To date, Ms. Moroney is nearing the fourth year of a CFPB investigation into her small law firm—an investigation that has included demands for attorney-client privileged documents, multiple Civil Investigative Demands (CIDs) for the same information, and intimidation of her clients. Mr. Canter has been battling CFPB on Ms. Moroney’s behalf from the beginning, and he was ready to defend her in federal court in November 2019. He never got the chance. CFPB had the court dismiss the case as “moot,” but three hours later it announced that it would reissue a nearly identical CID and keep the investigation going without court oversight.

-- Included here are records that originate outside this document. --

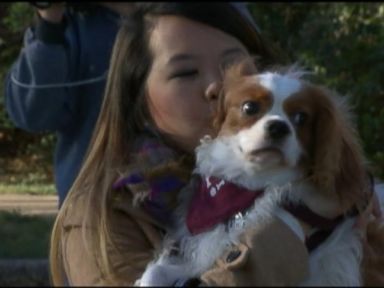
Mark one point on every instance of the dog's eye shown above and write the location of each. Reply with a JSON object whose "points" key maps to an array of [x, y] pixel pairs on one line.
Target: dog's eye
{"points": [[250, 108], [299, 118]]}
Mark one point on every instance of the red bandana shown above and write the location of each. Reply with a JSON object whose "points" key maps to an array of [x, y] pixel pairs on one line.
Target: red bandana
{"points": [[215, 201]]}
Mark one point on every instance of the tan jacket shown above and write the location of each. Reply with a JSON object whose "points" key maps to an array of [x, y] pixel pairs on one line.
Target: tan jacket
{"points": [[267, 255]]}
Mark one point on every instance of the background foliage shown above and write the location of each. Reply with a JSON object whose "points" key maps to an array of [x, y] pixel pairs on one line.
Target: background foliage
{"points": [[343, 43]]}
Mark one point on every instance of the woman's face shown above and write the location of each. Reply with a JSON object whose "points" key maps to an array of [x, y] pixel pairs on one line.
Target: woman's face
{"points": [[184, 80]]}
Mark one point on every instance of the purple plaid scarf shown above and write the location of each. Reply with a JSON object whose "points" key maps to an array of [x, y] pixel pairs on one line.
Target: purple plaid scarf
{"points": [[157, 191]]}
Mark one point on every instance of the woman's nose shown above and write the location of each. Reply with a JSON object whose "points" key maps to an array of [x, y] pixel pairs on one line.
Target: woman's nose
{"points": [[213, 90]]}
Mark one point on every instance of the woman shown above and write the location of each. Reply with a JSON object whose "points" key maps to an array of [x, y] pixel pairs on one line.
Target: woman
{"points": [[162, 87]]}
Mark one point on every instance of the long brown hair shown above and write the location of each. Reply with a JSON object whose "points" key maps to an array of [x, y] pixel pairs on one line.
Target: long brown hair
{"points": [[124, 112]]}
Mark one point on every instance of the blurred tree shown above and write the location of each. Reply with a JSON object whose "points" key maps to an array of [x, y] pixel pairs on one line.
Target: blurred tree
{"points": [[343, 43]]}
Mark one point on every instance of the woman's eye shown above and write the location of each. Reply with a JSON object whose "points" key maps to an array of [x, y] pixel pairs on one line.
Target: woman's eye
{"points": [[250, 108], [299, 118], [184, 73]]}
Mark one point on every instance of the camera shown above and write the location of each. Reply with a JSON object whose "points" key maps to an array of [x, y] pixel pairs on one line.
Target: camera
{"points": [[42, 5]]}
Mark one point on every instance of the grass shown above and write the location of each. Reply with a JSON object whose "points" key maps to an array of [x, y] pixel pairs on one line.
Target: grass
{"points": [[32, 189], [23, 236]]}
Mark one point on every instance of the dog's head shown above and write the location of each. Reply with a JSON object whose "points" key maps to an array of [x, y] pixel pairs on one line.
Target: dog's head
{"points": [[279, 121]]}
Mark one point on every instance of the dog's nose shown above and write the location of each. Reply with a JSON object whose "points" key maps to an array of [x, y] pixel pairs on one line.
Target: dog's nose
{"points": [[277, 129]]}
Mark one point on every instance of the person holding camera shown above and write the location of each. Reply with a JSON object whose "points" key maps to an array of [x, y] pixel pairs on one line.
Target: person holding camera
{"points": [[57, 82]]}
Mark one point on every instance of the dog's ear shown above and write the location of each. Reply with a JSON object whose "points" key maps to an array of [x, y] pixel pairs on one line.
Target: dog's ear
{"points": [[233, 75], [338, 162]]}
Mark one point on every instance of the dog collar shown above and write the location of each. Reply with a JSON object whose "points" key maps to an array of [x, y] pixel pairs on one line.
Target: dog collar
{"points": [[216, 201], [324, 226]]}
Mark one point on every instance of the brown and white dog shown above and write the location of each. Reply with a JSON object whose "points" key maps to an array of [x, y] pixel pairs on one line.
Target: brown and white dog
{"points": [[293, 144]]}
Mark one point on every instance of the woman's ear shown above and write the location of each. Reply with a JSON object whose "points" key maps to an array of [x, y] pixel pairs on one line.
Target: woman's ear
{"points": [[338, 161]]}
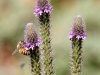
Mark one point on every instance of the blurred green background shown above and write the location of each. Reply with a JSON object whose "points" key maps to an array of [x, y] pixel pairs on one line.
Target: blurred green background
{"points": [[15, 14]]}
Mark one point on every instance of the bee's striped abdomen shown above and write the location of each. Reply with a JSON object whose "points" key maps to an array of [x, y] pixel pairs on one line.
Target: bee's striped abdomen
{"points": [[24, 52]]}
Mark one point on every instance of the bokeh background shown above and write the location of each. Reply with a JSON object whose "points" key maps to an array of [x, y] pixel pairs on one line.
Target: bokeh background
{"points": [[15, 14]]}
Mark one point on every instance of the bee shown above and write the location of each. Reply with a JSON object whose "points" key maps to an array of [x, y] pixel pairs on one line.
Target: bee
{"points": [[22, 49]]}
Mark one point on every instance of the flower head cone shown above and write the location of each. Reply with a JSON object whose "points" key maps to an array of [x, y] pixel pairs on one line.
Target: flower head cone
{"points": [[31, 38], [78, 28], [77, 35], [43, 6], [32, 42]]}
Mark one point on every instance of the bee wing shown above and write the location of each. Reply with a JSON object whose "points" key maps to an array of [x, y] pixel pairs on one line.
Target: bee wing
{"points": [[15, 51]]}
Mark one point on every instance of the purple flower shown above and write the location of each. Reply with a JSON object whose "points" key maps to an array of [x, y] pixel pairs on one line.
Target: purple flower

NCLA contends that CFPB acted beyond its constitutional authority when it targeted Ms. Maroney’s Law Firm with a Civil Investigative Demand, withdrew that CID on the cusp of her federal court hearing challenging it, and then promptly issued a new CID practically identical to the original one as soon as the case was dismissed as moot. The complaint asks the Court to redress this fundamental denial of Crystal Moroney’s right to due process.
Last December, The New Civil Liberties Alliance has filed a lawsuit in the U.S. District Court for the Southern District of New York challenging the funding mechanism for the Consumer Financial Protection Bureau (CFPB) as unconstitutional. Specifically, NCLA alleges that Congress unlawfully divested its legislative appropriations power when it gave CFPB the ability to draw funding directly from the Federal Reserve, without annual appropriations from Congress and without oversight from the appropriations committees of Congress.
The case also preserves the objection that Congress may not vest executive authority in CFPB, an independent agency led by a single director, while also shielding that agency’s director from Presidential oversight and removal.
Mark Chenoweth, NCLA Executive Director and General Counsel, believes that, “the case will afford an excellent opportunity to call into question the highly irregular—and almost certainly unconstitutional—way in which Congress has funded CFPB.”